Structural Induction

Referential Transparency

A function left hand side is equivalent to its right hand side.

That works because pure functional programs don't have side effects.

Structural Induction

The principle of structural induction is analogous to natural induction.

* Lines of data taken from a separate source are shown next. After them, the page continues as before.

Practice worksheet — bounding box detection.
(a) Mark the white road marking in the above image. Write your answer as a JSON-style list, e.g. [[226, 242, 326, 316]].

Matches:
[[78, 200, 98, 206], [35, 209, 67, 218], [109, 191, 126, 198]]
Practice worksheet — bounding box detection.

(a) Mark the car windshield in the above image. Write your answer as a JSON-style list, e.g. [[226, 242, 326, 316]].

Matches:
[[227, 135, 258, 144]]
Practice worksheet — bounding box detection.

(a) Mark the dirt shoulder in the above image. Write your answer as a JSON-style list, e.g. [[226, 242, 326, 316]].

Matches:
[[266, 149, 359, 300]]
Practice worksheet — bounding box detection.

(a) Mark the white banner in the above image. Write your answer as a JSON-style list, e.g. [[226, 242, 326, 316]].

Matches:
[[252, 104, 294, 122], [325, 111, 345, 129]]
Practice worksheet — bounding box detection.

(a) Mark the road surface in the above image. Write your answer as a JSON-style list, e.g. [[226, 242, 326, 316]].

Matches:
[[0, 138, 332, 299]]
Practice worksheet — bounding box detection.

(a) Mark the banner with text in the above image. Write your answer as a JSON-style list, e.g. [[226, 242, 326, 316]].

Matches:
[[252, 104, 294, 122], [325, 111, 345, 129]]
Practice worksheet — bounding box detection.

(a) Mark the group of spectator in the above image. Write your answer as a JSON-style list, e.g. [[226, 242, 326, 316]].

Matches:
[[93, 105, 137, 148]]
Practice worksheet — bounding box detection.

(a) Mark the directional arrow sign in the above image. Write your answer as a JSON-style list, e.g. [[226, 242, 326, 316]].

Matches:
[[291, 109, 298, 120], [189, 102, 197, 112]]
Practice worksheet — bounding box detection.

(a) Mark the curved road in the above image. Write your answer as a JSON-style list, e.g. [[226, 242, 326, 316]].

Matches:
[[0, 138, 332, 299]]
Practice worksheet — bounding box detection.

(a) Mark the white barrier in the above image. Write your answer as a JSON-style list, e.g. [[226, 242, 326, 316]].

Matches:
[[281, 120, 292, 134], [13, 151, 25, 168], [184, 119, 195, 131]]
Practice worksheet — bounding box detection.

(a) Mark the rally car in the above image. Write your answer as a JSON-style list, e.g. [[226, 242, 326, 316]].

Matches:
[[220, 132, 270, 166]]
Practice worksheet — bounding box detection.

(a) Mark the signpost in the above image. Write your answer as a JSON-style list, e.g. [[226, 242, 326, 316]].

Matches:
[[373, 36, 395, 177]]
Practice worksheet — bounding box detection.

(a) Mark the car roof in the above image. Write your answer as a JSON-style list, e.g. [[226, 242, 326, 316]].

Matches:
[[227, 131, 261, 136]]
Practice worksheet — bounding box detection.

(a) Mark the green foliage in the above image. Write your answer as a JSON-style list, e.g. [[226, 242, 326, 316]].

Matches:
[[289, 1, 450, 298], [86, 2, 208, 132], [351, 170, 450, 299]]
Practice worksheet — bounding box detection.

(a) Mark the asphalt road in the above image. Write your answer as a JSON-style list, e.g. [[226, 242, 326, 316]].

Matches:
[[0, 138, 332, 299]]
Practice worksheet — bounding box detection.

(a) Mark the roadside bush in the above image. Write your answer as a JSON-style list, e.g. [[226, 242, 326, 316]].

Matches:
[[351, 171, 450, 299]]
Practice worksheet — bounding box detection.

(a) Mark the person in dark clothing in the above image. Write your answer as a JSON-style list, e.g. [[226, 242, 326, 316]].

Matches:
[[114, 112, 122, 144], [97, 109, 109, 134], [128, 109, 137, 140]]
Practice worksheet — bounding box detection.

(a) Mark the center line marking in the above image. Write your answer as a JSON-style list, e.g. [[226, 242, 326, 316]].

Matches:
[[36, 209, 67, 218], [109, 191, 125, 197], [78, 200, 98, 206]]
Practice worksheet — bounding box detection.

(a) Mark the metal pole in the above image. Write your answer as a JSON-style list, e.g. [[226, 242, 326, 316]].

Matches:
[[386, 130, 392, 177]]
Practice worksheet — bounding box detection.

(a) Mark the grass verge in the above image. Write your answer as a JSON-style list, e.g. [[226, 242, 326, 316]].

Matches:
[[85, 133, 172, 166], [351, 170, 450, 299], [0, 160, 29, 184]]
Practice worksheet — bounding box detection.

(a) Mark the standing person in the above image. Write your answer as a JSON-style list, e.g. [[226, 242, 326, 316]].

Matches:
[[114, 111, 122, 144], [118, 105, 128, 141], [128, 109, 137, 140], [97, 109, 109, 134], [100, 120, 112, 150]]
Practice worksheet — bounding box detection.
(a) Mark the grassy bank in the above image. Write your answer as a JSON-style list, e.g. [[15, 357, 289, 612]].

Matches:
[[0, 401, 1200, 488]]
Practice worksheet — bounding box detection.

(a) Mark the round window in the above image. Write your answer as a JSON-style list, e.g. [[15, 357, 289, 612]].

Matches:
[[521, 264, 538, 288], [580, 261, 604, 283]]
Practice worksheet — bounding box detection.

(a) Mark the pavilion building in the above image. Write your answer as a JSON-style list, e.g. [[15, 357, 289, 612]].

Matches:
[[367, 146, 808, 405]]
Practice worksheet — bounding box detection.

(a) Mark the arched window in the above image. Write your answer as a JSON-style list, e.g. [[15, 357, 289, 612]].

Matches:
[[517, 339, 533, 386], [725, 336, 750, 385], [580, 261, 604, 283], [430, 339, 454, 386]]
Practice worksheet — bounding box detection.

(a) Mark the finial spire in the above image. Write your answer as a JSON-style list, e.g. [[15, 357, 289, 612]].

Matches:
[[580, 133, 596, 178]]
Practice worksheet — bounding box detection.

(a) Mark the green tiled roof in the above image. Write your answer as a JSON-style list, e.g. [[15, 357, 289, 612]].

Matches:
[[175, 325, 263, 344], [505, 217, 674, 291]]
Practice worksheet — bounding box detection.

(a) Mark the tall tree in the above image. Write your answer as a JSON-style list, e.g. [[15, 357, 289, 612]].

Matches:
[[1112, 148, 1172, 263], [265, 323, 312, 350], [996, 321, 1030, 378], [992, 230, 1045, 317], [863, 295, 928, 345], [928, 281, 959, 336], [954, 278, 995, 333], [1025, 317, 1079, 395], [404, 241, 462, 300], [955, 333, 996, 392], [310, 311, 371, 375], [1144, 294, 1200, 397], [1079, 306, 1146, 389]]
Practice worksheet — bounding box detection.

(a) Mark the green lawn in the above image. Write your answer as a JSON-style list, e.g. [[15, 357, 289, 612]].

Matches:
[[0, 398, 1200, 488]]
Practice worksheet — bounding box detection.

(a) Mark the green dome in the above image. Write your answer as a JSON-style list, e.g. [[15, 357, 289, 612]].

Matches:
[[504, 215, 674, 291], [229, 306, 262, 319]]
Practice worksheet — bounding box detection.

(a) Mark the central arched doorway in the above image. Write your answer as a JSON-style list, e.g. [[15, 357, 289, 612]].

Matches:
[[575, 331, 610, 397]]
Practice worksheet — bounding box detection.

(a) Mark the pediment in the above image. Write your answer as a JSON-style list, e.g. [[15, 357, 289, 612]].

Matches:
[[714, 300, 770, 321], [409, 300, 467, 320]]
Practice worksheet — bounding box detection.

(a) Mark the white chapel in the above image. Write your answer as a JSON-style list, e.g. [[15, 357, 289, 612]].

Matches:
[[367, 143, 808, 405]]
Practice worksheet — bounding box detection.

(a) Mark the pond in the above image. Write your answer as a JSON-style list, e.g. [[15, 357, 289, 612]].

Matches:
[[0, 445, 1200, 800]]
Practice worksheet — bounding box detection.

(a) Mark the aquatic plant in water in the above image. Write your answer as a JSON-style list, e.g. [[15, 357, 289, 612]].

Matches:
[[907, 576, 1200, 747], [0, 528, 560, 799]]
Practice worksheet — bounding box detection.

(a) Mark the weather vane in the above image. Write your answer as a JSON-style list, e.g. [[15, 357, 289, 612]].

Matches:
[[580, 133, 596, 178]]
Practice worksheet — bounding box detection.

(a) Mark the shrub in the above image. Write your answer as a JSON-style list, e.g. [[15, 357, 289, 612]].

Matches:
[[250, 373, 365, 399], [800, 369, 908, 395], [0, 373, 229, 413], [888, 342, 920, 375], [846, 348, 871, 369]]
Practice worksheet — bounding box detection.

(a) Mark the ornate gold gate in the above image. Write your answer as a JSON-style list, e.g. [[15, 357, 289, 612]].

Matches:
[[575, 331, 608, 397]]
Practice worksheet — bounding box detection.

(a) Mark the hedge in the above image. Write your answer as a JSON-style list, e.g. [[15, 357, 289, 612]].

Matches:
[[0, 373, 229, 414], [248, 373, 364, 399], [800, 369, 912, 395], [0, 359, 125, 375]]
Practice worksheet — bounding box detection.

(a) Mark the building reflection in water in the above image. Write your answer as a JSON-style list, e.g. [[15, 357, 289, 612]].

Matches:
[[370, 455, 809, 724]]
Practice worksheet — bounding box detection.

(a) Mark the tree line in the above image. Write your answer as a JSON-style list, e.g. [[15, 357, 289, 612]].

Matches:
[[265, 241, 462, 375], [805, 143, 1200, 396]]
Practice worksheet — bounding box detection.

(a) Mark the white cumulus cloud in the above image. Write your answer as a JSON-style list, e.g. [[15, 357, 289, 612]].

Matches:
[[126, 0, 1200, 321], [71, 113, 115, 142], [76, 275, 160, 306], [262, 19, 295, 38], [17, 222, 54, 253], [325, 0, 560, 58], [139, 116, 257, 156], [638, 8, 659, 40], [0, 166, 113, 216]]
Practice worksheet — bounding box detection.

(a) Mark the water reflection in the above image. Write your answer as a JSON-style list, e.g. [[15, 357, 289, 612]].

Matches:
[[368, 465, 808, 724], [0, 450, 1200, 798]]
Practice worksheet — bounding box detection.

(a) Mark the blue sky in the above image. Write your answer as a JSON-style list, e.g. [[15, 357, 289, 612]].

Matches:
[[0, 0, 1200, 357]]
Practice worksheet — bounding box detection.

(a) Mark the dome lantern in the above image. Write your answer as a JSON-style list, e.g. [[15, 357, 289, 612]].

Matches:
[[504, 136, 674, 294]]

To prove the property P(xs) for all lists xs:

• show that P(Nil) holds (base case)

• for a list xs and an element x, show the induction step:

  if P(xs) holds, then P(x :: xs) holds, too.

Example

We know that

Nil + xs = xs // (1)
(x :: xs1) ++ ys = x :: (xs1 + ys) // (2)

To prove:

(xs ++ ys) ++ zs = xs + (ys ++ zs)

Base case: Nil

For the left-hand side,

(Nil ++ ys) ++ zs
= ys ++ zs // by (1)

For the right-hand side,

Nil ++ (ys ++ zs)
= ys ++ zs // by (1)

The left-hand side and the right-hand side are equaled. This case is established.

Induction step: x :: xs

In this case, we suppose that:

(xs ++ ys) ++ zs = xs ++ (ys ++ zs) // (3)

To prove:

((x :: xs) ++ ys) ++ zs = (x :: xs) ++ (ys ++ zs)

For the left-hand side,

((x :: xs) ++ ys) ++ zs
= (x :: (xs ++ ys)) ++ zs // by (2)
= x :: ((xs ++ ys) ++ zs) // by (2)
= x :: (xs ++ (ys ++ zs)) // by (3)

For the right-hand side,

(x :: xs) ++ (ys ++ zs)
= x :: (xs ++ (ys ++ zs)) // by (2)

The left-hand side and the right-hand side are equaled. This case is established.

result

Since Base case: Nil and Induction step: x :: xs are established, the prove is done.